We are looking at tournament performance of chess players over time and have a question about the random effects modeling for this. Specifically, every chess player belongs to at least one club, but some of them can belong to two clubs. Players play in multiple tourneys per year.

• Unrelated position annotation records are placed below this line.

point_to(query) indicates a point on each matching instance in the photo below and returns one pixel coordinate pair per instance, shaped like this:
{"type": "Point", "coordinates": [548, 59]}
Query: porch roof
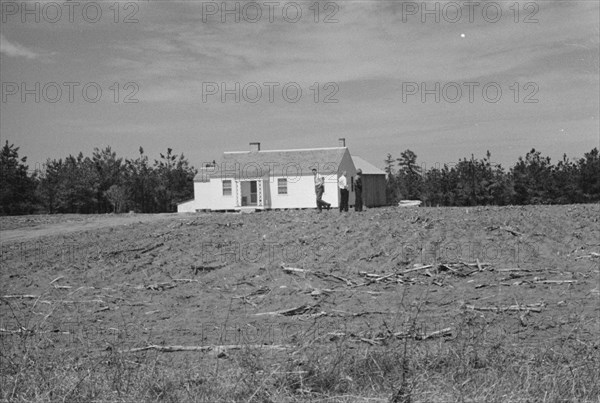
{"type": "Point", "coordinates": [260, 164]}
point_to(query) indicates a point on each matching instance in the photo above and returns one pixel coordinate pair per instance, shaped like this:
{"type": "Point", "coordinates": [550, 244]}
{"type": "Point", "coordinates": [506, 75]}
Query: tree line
{"type": "Point", "coordinates": [102, 183]}
{"type": "Point", "coordinates": [106, 183]}
{"type": "Point", "coordinates": [533, 179]}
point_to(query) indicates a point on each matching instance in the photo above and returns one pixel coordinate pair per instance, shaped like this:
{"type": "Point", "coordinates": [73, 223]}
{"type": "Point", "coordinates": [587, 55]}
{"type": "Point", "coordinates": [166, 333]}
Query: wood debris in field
{"type": "Point", "coordinates": [537, 307]}
{"type": "Point", "coordinates": [219, 350]}
{"type": "Point", "coordinates": [299, 310]}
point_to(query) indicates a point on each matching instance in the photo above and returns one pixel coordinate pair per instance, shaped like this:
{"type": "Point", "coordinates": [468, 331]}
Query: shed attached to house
{"type": "Point", "coordinates": [374, 183]}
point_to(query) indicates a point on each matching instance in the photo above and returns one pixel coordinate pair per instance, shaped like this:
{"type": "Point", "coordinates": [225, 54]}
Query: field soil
{"type": "Point", "coordinates": [391, 304]}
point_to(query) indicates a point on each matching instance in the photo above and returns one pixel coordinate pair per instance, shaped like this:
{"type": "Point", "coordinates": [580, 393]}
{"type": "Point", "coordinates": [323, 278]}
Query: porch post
{"type": "Point", "coordinates": [238, 193]}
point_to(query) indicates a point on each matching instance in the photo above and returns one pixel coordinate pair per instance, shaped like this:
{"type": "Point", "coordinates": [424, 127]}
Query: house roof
{"type": "Point", "coordinates": [258, 164]}
{"type": "Point", "coordinates": [366, 167]}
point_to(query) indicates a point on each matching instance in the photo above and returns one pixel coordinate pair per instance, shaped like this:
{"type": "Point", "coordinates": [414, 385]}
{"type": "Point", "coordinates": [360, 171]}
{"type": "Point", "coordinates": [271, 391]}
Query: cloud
{"type": "Point", "coordinates": [15, 50]}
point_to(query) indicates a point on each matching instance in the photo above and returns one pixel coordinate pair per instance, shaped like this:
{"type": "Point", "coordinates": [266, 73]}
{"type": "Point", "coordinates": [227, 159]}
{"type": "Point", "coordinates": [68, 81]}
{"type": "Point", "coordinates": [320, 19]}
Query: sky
{"type": "Point", "coordinates": [443, 79]}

We would like to integrate this into the model, but it is not entirely clear to us how we would specify it in for example lme4 in R.
Edit: Data example just to illustrate the problem
df_chess <- data.frame(performance=c(5, 6.5, 4.5, 3.5, 4, 8, 9, 8.5, 7.5, 4, 3.5, 3.5, 3),
player=c("AD", "AD", "AD", "KA", "KA", "KA", "KA", "MM", "MM", "FR", "FR", "FR", "FR"),
year=c(2007, 2007, 2008, 2007, 2007, 2008, 2008, 2007, 2008, 2007, 2007, 2007, 2008),
club1=c("KNL", "KNL", "KNL", "KNL", "KNL", "KNL", "KNL", "BBH", "BBH", "BBH", "BBH", "BBH", "BBH"),
club2=c(NA, NA, NA, "GEO", "GEO", "GEO", "GEO", "KNL", "KNL", NA, NA, NA, NA))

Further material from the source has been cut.